TRT-5 : On peut le faire en plusieurs fois ?

P.L. : Oui, tout à fait, on peut imaginer de faire une partie dans un premier temps et un complément quelques mois plus tard. On créera alors d’autres endoprothèses à côté, car il ne vaut mieux pas réinjecter du BioAlcamid dans une poche déjà constituée, ceci pour éviter toute infection.

TRT-5 : Vous utilisez aussi les prothèses de fesses. Quelles différences avec le BioAlcamid ? Quel prix ?

P.L. : Oui, il m’arrive de poser des prothèses de fesses. Les différences avec le BioAlcamid ? D’abord le volume : une prothèse moyenne représente un volume de 270 mL, donc c’est beaucoup plus que le BioAlcamid.

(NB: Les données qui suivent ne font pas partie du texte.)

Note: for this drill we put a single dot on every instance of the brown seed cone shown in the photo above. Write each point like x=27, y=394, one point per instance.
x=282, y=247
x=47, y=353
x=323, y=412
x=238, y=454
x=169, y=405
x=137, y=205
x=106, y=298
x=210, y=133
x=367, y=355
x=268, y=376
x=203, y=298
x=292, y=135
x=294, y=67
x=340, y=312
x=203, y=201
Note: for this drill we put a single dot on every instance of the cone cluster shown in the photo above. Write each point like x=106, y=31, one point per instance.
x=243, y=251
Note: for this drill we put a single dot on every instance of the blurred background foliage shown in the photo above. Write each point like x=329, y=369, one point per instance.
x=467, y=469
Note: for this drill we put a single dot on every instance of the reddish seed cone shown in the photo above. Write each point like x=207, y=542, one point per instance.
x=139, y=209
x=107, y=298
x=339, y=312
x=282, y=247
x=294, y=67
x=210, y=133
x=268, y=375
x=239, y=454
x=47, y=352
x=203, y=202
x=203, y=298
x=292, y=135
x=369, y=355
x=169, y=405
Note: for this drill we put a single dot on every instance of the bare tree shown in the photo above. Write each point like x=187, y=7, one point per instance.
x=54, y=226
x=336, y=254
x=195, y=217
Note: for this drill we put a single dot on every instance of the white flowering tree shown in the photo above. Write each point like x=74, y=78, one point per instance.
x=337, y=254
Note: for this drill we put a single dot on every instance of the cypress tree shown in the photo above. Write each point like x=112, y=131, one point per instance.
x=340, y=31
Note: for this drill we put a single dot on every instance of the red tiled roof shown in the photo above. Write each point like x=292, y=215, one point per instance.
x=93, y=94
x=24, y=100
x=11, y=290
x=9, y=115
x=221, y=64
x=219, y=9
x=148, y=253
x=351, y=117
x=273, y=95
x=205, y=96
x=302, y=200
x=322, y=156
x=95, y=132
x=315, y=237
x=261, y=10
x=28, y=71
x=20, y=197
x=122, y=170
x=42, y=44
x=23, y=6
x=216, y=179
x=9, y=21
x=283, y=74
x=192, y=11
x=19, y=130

Ensuite, et sans doute le plus important pour les patients souffrant de lipoatrophies, on ne peut pas placer la prothèse n’importe où au niveau de la fesse, mais uniquement sur le côté au niveau d’une zone située à peu près au quadrant supéro-externe de la fesse, ce qui corrige bien l’aspect de « coup de hache » postéro-externe souvent retrouvé dans les lipoatrophies. Mais, parfois, ce qui peut être le plus gênant, c’est la fonte de la graisse au niveau de la partie inféro-interne de la fesse et autour du coccyx. Alors, bien sûr, une pose de prothèses va quand même amortir l’assise, mais elle ne pourra pas corriger directement ces zones. En revanche, BioAlcamid le permet. Les deux techniques peuvent être associées : les prothèses pour la perte de volume supéro-externe, et BioAlcamid au niveau de la partie inféro-interne de la fesse et autour du coccyx.

La paire de prothèses coûte environ 1000 euros, mais il faut également ajouter les honoraires du médecin et environ 3 journées d’hospitalisation, ce qui fait une facture totale de 5000 à 6000 euros. Au final, la différence, en termes de coût, n’est pas énorme avec BioAlcamid.

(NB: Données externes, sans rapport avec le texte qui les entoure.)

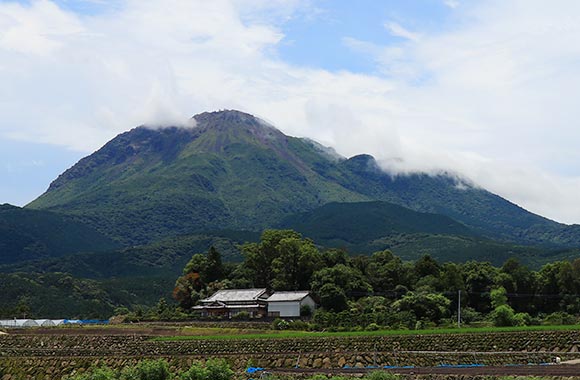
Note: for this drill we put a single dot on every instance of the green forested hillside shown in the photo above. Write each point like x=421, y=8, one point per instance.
x=234, y=171
x=30, y=234
x=360, y=222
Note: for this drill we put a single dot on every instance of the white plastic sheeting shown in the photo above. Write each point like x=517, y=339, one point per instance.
x=15, y=323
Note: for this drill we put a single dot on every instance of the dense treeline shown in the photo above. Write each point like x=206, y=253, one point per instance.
x=383, y=290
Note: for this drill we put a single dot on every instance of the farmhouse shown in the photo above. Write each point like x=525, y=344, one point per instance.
x=229, y=302
x=289, y=304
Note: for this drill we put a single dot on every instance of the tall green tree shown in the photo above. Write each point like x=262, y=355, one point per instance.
x=259, y=256
x=214, y=268
x=297, y=260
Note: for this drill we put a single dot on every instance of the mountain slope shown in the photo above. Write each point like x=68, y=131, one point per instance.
x=30, y=234
x=233, y=171
x=357, y=223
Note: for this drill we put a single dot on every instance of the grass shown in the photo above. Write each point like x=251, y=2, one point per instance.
x=233, y=334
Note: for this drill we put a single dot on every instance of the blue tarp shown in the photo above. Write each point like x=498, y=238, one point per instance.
x=254, y=369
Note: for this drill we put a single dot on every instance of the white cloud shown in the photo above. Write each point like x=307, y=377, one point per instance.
x=492, y=97
x=399, y=31
x=452, y=3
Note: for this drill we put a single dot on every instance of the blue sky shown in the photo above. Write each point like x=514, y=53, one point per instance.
x=486, y=89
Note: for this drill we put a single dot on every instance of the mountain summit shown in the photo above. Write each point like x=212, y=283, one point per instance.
x=235, y=171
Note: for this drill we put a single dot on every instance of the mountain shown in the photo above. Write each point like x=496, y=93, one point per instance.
x=234, y=171
x=357, y=223
x=31, y=235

TRT-5 : Finalement, compte-tenu de son mode d’action, BioAlcamid, à la différence du New Fill, ne peut pas ne pas marcher ?

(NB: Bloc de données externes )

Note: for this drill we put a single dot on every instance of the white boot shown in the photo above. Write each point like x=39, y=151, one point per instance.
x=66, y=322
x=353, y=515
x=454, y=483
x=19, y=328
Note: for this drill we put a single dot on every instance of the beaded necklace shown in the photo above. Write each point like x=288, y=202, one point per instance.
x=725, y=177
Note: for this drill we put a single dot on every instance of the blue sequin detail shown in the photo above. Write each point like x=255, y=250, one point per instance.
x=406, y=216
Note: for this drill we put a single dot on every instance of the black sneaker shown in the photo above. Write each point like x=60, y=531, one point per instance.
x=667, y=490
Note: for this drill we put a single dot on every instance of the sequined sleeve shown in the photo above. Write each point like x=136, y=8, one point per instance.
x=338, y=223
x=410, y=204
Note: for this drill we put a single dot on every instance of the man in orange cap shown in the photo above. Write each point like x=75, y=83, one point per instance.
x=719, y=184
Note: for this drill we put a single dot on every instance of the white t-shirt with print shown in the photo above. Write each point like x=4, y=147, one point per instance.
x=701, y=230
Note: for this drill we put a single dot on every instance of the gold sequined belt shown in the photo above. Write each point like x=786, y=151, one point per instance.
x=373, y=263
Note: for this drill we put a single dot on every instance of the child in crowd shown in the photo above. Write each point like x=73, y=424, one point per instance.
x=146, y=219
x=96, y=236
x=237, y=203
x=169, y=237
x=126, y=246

P.L. : Non, ça marche forcément, on restaure forcément du volume. Après, il peut y avoir d’autres problèmes déjà cités : les surcorrections, les dissymétries, les infections, les exceptionnelles lésions vaculo-nerveuses en cas de méconnaissance de l’anatomie locale et/ou quand l’injection est mal faite…

TRT-5 : Ces interventions sont très onéreuses. Je crois que vous avez déjà obtenu une prise en charge par la Sécurité sociale du comblement des fesses ? Que peut-on dire aux gens intéressés ?

P.L. : Oui, j’ai eu deux remboursements concernant les prothèses de fesses pour deux demandes tout à fait spécifiques, une en province et une à Paris. C’est vraiment difficile de généraliser. Ce type de prise en charge restera toujours du cas par cas. Chacune de ces personnes a obtenu un accord personnel de la Sécurité sociale sur examen d’un dossier détaillé.

TRT-5 : Vous avez connaissance d’études réalisées ou en cours de préparation avec BioAlcamid ?

P.L. : Oui, des études ont été menées avec BioAlcamid, notamment des études mexicaines chez des patients infectés par le VIH. Et, effectivement, il y a des études multicentriques qui vont commencer en Europe dans l’indication VIH. Les hôpitaux Saint-Louis et Tenon devraient participer à l’étude en France. Il devrait s’agir d’une étude comparative : BioAlcamid versus un produit de référence, comme le New Fill par exemple.

TRT-5 : Et sur le même marché, vous voyez d’autres produits intéressants ? Il y a un autre essai qui doit aussi commencer à la rentrée avec Eutrophill…

P.L. : Oui, c’est un filler non résorbable ou résorbable à très long terme. Mais il est difficile de dire si ce produit a un avenir dans l’indication VIH, on a moins de recul qu’avec le New Fill, il y a moins de publications, etc.

TRT-5 : Une dernière question concernant la lipoaspiration. On sait que c’est plus difficile à mettre en œuvre pour l’abdomen que pour la bosse de bison, car la graisse est assez profonde, située entre les viscères. Est-ce que d’autres techniques pourraient permettre d’espérer mieux ? Avec des produits de lipolyse ?

P.L. : Pour l’abdomen, il faut vraiment voir au cas par cas, certaines personnes peuvent tirer bénéfice de la lipoaspiration même au niveau de l’abdomen. Après, c’est le principe de la lipolyse médicamenteuse, mais les résultats sont modestes et lents… Pour l’instant, non, je ne vois rien d’autre.

CR rédigé par CT le 12 juillet, validé le 8 août 2005.